Daniel Colascione
2012-12-11 00:58:33 UTC
Emacs "make bootstrap" runs Emacs as a compiler, generating .elc files from .el
files. The build system runs Emacs once for each .el file we compile, of which
there are thousands. Now, Emacs takes about a two seconds to start on my system,
so compiling thousands of files takes a while; the actual .el to .elc
compilation is nearly instantaneous.
According to xperf, Emacs spends most of its startup time re-reading emacs.exe
code pages from disk.
~/edev/trunk.nox/src
$ time ./emacs --batch -Q --eval '(kill-emacs)'
real 0m2.236s
user 0m0.015s
sys 0m0.015s
~/edev/trunk.nox/src
$ time ./emacs --batch -Q --eval '(kill-emacs)'
real 0m2.343s
user 0m0.062s
sys 0m0.016s
We shouldn't need to read this file more than once.

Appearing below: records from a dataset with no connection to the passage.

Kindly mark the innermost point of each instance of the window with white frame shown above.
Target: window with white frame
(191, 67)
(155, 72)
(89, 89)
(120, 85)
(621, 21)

After the first run, the
system should be able to read emacs.exe from the standby list, not the disk.
Now, if we run emacs.exe from cmd, not bash, that's exactly what happens:
C:\Users\dancol\edev\trunk.nox\src
echo %TIME%
.\emacs --batch -Q --eval "(kill-emacs)"
echo %TIME%
C:\Users\dancol\edev\trunk.nox\src
16:39:48.73
C:\Users\dancol\edev\trunk.nox\src
16:39:50.96
C:\Users\dancol\edev\trunk.nox\src
16:39:51.37
I came up with a simple test case that reproduces in cmd the behavior I see when
I run Emacs from bash. I've reproduced the program below. Here, I've compiled
a.exe with -DSLOW:
C:\Users\dancol\edev\trunk.nox\src
%TMP%\a.exe emacs.exe
echo %TIME%
.\emacs --batch -Q --eval "(kill-emacs)"
echo %TIME%
C:\Users\dancol\edev\trunk.nox\src
16:41:55.12
16:41:57.24
C:\Users\dancol\edev\trunk.nox\src
16:41:57.62
16:41:59.69
C:\Users\dancol\edev\trunk.nox\src
16:42:00.05
16:42:02.20
Here's the program that generates a.exe:
#define UNICODE 1
#define _UNICODE 1
#include <windows.h>
#include <stdio.h>
int
main(int argc, char* argv[])
{
HANDLE file;
HANDLE section;
PVOID view;
LARGE_INTEGER size;
BYTE Buffer[64*1024];
DWORD BytesRead;
file = CreateFileA(argv[1],
SYNCHRONIZE | GENERIC_READ,
FILE_SHARE_READ | FILE_SHARE_WRITE | FILE_SHARE_DELETE,
NULL,
OPEN_EXISTING,
FILE_ATTRIBUTE_NORMAL,
NULL);
if (file == INVALID_HANDLE_VALUE) {
fprintf(stderr, "CreateFile: 0x%lx\n", GetLastError());
return 1;
}
if (!GetFileSizeEx(file, &size)) {
fprintf(stderr, "GetFileSizeEx: 0x%lx\n", GetLastError());
return 1;
}
if (size.QuadPart > 64*1024) {
size.LowPart = 64*1024;
}
#if defined FAST
if (!ReadFile(file, Buffer, sizeof (Buffer), &BytesRead, NULL)) {
fprintf(stderr, "ReadFile: 0x%lx\n", GetLastError());
}
printf("Read %lu bytes\n", BytesRead);
#elif defined SLOW
section = CreateFileMapping(file, NULL, PAGE_READONLY, 0, 64*1024, NULL);
if (!section) {
fprintf(stderr, "CreateFileMapping: 0x%lx\n", GetLastError());
return 1;
}
#else
#error Define FAST or SLOW
#endif
printf("Success\n");
return 0;
}
As you can see, a.exe merely creates a section object for emacs.exe; it doesn't
even map it into memory. Still, after running a.exe on emacs.exe, the system
reloads all emacs.exe's code pages the next time we run emacs.exe.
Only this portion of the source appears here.